Это было хуже провала. В первый раз, на Днестре, память милосердно рассыпалась на клочья, и он потом собирал их и не мог собрать. Теперь она работала исправно, как хороший часовой механизм, и записывала подряд, без пропусков.

Как он прыгнул и не упал, а устоял на ногах. Как выстрелил в первого от бедра и как того отбросило на стенку. Как второй бежал на него по ходу сообщения, оскальзываясь на глине, и как он ждал, считая шаги, и ударил штыком снизу вверх, и почувствовал руками, как оно входит и во что. Как тот сел и стал заваливаться, и как надо было ставить ногу и тянуть.

Он делал всё правильно. В этом и была разница. Полтора месяца назад он делал наугад и уцелел случайно, а сейчас работал, как учили, и понимал каждое своё движение, и был этим доволен, и продолжал быть доволен ещё минут десять после, пока не отпустило.

А когда отпустило, вспомнился Кузьмич. Ни к чему, некстати, посреди чужой траншеи: как он сказал тогда в лодке: держись за мной, и дойдём. Дошли. Тамбовский стоял среди того, что осталось от немецкой второй линии, живой, целый, обученный, и думал, что вот он и живёт за двоих, как обещал, — и что жить за двоих, оказывается, значит и убивать за двоих тоже.

Игнатьич, хромой, немолодой Игнатьич, шёл рядом и работал коротко и деловито, как работают лопатой. В конце траншеи сидел на дне пожилой немец без каски, с седой щетиной, и держал перед собой поднятые руки, и что-то повторял. Тамбовский прошёл мимо.

Он прошёл мимо и потом, вспоминая, каждый раз спотыкался об это место, потому что не мог себе объяснить, почему прошёл. Милосердия не было. Была работа, и в работе этот старик просто не значился.

К девяти вторая линия была взята. Он сидел на бруствере, тяжело дыша, и смотрел назад, на поле, которое перебежал. Оно было всё в воронках и всё в лежащих. Их было много. Он поискал глазами и не нашёл ни одного знакомого лица среди тех, что лежали ближе, и от этого стало легче, а потом стыдно за это облегчение.

Игнатьич сел рядом, вытянув больную ногу.

— Ну вот, — сказал он. Голос был сорванный. — Вот это, Гриди, называется прорыв. Не то что мы там месяц ковыряли.

— Дальше пойдём?

— Не мы. Вон те пойдут. — Он мотнул головой назад.

Тамбовский обернулся. По полю, по тому самому, которое они только что перебежали пешком, шла лавина. Она шла широко, поднимая тучу пыли, и в пыли катились танки — не десятки, а сотни, и между ними машины, и на машинах пехота, и орудия на прицепах, и опять танки. Они шли туда, где всё ещё стояла и не оседала стена дыма.

Тамбовский смотрел на это, открыв рот, и вдруг понял простую вещь, которой не понимал за всю войну — ни на Буге, ни на Днестре.
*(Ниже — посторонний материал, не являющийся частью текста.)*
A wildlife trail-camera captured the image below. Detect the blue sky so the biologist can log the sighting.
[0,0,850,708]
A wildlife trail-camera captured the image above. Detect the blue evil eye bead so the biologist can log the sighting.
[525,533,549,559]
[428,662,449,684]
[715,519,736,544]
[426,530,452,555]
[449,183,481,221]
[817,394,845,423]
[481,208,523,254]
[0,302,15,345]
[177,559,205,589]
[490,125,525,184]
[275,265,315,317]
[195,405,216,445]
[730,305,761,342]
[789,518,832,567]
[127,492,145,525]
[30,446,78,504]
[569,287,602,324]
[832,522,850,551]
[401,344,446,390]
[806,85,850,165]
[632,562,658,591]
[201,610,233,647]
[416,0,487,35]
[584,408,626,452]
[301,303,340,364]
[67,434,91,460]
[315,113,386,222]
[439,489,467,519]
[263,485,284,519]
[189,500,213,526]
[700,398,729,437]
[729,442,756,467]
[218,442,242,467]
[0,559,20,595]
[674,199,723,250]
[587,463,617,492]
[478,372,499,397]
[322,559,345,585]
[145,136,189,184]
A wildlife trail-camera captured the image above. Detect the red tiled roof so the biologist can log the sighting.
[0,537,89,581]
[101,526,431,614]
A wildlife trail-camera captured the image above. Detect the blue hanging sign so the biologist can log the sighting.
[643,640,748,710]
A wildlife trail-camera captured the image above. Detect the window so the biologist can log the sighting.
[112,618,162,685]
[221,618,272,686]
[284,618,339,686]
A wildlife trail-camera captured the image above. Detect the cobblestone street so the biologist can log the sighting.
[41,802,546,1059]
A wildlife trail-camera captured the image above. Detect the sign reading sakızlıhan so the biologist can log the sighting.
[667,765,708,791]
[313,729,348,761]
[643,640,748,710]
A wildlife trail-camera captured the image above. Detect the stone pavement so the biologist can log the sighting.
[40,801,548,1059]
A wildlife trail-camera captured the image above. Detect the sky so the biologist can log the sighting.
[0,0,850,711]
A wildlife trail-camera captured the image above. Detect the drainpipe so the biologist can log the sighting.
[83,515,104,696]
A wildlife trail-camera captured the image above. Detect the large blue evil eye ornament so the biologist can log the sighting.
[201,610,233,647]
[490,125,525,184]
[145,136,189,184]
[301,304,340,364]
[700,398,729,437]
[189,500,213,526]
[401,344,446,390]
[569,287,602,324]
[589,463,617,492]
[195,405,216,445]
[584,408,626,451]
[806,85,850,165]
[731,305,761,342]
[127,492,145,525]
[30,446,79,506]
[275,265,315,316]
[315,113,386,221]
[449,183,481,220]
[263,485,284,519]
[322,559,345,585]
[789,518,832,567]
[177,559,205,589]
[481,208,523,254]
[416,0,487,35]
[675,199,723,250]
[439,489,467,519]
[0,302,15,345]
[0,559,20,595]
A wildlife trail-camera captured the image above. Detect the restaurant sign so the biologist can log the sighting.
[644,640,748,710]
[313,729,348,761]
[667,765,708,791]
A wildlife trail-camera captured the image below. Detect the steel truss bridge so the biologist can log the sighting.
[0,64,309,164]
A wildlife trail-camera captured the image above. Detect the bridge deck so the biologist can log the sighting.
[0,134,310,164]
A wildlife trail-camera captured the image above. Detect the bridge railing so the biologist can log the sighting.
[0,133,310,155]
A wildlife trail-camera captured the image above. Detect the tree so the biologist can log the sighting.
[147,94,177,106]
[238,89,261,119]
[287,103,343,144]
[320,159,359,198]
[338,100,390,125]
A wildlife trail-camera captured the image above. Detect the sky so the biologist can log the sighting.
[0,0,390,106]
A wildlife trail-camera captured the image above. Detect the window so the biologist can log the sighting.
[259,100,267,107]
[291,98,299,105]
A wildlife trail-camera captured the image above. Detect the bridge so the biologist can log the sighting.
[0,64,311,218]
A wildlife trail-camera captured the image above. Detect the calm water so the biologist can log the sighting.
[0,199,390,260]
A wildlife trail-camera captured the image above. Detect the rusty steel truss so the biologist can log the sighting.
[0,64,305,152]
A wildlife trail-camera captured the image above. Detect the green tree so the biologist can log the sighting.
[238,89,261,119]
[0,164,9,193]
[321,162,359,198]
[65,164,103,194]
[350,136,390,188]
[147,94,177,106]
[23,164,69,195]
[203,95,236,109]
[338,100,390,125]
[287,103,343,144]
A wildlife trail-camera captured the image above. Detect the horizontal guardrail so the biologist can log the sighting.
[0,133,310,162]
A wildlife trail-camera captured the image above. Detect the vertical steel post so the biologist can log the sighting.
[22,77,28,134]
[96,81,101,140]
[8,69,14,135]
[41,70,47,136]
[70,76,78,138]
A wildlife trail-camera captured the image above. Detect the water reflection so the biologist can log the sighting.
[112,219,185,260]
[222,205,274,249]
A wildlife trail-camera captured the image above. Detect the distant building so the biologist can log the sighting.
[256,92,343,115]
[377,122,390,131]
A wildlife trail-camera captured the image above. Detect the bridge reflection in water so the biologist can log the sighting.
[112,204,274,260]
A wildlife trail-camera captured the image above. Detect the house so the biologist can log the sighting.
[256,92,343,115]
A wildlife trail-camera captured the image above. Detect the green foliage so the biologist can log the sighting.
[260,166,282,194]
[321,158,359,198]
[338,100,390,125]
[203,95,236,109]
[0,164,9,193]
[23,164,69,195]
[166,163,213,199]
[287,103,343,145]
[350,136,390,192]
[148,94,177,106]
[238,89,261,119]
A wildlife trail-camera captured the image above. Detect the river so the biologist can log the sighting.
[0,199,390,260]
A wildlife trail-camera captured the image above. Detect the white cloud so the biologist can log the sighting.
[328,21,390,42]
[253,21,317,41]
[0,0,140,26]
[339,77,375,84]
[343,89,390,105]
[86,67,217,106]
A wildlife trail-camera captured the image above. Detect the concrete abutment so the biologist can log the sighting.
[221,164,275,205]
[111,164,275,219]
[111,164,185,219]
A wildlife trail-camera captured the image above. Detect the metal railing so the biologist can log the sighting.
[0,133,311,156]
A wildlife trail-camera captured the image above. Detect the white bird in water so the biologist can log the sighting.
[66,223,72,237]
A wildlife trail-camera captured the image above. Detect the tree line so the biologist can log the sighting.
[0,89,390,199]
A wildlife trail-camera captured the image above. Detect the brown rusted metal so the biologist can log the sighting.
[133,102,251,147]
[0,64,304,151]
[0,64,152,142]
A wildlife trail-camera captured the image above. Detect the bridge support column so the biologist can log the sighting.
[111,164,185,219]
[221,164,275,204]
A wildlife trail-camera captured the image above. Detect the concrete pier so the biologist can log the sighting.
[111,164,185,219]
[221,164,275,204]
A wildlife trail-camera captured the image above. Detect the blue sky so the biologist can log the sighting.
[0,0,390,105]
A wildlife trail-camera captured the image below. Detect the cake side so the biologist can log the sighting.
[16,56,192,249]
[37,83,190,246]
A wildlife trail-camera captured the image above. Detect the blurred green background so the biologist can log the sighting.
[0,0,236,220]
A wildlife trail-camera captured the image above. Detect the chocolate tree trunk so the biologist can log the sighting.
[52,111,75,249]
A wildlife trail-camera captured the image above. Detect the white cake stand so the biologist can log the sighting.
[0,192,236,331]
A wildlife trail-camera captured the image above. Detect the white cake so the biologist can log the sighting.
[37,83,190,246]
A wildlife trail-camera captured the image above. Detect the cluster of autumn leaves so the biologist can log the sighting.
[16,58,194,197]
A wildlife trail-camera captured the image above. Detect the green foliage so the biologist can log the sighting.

Вся эта масса шла сюда неделю по ночам. Пряталась в лесах, не разжигала огня, ждала. Ждала, пока они, пехота, взломают немцу первые две линии. И ради этого их месяц держали на плацдарме, за сорок километров отсюда, чтобы немец глядел туда.

— Игнатьич, — сказал он. — А немец-то нас тут не ждал.

— Не ждал, — согласился Игнатьич. — Он на плацдарме ждал. Там теперь его танки стоят и ждут, а мы вот они, тут.

— И чего он теперь?

Игнатьич посмотрел на лавину, идущую в дым, и коротко, некрасиво усмехнулся.

— А теперь ему, Гриди, будет очень плохо.